From the moment footballer David Beckham met then Spice Girls singer Victoria Adams during a football game in 1997, the couple seemed to be living in a fairytale.
Their firstborn was an integral part of their love story.
Named after the New York neighborhood where his parents discovered they were waiting for him, he was the ring bearer, aged four months, at the couple’s nuptials in 1999, at Luttrellstown Castle, in Dublin, Ireland.
As he grew up, Brooklyn Peltz Beckham seemed to struggle to find his niche.

He was a barista, model, photographer and aspiring chef, with his own line of hot sauces. The son of these celebrities seemed to be looking for his place in a world that had known him since his birth.
He addressed the subject in “What I See”, a book with his photographs, published in 2017, when he was 18 years old.
“I think being in the public eye didn’t affect me much. I’m used to it,” he said at the time. “Obviously, as a teenager, I have to be more aware that someone could be taking images of me without knowing it.”

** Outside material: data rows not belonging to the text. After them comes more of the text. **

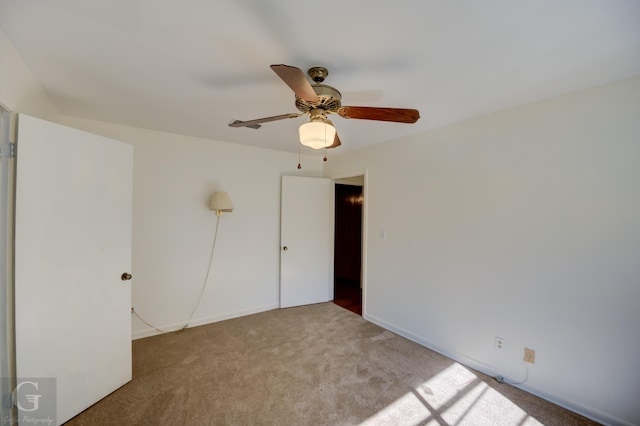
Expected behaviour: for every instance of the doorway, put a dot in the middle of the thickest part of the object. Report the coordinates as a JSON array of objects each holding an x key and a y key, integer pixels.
[{"x": 348, "y": 282}]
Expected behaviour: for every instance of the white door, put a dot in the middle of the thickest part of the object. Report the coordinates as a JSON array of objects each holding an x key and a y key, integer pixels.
[
  {"x": 73, "y": 243},
  {"x": 306, "y": 241}
]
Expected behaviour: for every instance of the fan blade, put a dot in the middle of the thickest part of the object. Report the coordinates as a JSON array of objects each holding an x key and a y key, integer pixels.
[
  {"x": 336, "y": 142},
  {"x": 296, "y": 80},
  {"x": 398, "y": 115},
  {"x": 255, "y": 124}
]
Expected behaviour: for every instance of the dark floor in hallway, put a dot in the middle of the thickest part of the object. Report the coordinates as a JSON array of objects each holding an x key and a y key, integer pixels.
[{"x": 348, "y": 295}]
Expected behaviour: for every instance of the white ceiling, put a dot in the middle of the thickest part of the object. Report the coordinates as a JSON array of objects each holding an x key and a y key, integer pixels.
[{"x": 192, "y": 66}]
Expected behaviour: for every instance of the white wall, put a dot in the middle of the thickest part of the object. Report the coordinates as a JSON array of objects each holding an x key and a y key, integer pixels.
[
  {"x": 19, "y": 89},
  {"x": 173, "y": 228},
  {"x": 523, "y": 224}
]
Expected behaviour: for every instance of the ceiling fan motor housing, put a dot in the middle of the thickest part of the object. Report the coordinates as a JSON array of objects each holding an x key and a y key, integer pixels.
[{"x": 329, "y": 99}]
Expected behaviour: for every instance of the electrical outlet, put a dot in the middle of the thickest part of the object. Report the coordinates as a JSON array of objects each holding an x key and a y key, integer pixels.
[{"x": 529, "y": 355}]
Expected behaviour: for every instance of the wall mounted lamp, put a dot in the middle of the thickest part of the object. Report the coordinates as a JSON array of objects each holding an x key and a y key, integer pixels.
[{"x": 220, "y": 202}]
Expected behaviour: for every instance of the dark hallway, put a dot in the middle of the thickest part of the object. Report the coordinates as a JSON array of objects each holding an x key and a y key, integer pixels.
[{"x": 348, "y": 247}]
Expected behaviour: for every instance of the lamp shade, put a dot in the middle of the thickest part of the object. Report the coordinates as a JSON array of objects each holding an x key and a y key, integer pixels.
[
  {"x": 317, "y": 134},
  {"x": 220, "y": 202}
]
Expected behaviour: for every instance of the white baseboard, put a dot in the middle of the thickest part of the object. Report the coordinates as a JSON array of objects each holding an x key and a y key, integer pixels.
[
  {"x": 463, "y": 359},
  {"x": 148, "y": 332}
]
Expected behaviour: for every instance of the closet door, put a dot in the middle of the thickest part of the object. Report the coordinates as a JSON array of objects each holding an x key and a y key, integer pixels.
[
  {"x": 72, "y": 247},
  {"x": 306, "y": 256}
]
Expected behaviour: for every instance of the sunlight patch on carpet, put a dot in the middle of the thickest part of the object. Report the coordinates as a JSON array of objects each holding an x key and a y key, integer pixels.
[{"x": 455, "y": 396}]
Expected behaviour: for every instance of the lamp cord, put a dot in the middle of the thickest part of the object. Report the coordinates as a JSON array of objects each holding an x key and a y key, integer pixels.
[
  {"x": 206, "y": 279},
  {"x": 204, "y": 285}
]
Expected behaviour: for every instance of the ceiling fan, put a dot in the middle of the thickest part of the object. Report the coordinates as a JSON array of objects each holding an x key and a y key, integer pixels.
[{"x": 319, "y": 100}]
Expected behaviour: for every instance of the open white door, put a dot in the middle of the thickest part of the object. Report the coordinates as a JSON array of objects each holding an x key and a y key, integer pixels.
[
  {"x": 306, "y": 256},
  {"x": 73, "y": 243}
]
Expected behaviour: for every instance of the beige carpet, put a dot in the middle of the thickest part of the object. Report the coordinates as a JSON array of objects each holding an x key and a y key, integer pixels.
[{"x": 312, "y": 365}]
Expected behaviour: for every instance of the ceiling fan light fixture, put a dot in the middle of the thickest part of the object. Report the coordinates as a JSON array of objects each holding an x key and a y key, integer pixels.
[{"x": 317, "y": 134}]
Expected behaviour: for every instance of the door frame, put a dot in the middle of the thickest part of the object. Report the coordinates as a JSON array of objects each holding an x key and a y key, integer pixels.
[{"x": 365, "y": 203}]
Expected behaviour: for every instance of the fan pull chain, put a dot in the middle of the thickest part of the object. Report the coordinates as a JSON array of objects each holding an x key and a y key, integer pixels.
[{"x": 325, "y": 142}]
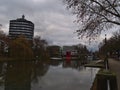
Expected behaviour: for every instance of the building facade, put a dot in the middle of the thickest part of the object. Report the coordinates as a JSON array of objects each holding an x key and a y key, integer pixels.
[{"x": 21, "y": 26}]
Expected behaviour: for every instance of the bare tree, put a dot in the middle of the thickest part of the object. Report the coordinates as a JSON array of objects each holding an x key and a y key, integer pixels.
[{"x": 94, "y": 15}]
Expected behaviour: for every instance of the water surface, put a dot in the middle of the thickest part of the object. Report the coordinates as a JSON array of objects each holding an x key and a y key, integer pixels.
[{"x": 41, "y": 75}]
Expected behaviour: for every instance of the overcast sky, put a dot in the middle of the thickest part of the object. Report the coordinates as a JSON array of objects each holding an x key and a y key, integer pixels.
[{"x": 52, "y": 20}]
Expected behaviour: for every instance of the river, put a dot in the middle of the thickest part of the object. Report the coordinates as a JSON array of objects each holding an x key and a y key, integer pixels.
[{"x": 45, "y": 75}]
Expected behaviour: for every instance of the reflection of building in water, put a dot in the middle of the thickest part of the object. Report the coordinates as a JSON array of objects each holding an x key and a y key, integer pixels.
[
  {"x": 73, "y": 64},
  {"x": 54, "y": 51},
  {"x": 18, "y": 76},
  {"x": 72, "y": 50},
  {"x": 21, "y": 74}
]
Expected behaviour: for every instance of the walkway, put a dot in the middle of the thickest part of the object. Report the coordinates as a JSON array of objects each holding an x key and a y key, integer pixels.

His father also addressed the subject in a 2023 Netflix documentary series, “Beckham,” at one point becoming emotional when talking about his four children.
“We tried to give our children as normal an education as possible,” said David Beckham. “But one of us captained England and another Posh Spice.”
The family also includes sons Romeo and Cruz and daughter Harper.
“And we could be shit, but we’re not,” he added. “And that’s why I say I’m so proud of my children.”
That public perception changed this week when Peltz Beckham took to Instagram, criticizing his parents’ “performative social media posts” and saying that the facade “has been an element of the life” he was born into.
CNN has contacted representatives of the Beckham family for comment.
The bubble bursts
The fight between the Beckham family and their eldest son and the latter’s wife was just a matter of tabloids and social media.
The rumors began surfacing shortly after Beckham, 26, married Peltz, 31, in a Palm Beach ceremony in April 2022, in which the bride wore a Valentino Couture gown — not a dress designed by her future mother-in-law, a fashion mogul.

There were so many rumors that the latest member of the Beckham family gave an interview to the Sunday Times in October 2022, denying that she was at odds with her in-laws.
“I don’t know why they say feud,” Peltz told the newspaper. “I mean, maybe they spotted something and now they’re saying it’s a feud. No family is perfect!”
Brooklyn Peltz Beckham revealed how far from perfect he is by publishing a series of accusations against his family this week.
“I’m standing up for myself for the first time in my life,” wrote Peltz Beckham.
It was a straightforward move from a young man who many believe had an easy life from the start.
But it was precisely this perception of the “good life” that helped to capture the interest of the public, who were faced with the fact that, even in the public eye, a family separation can be devastating.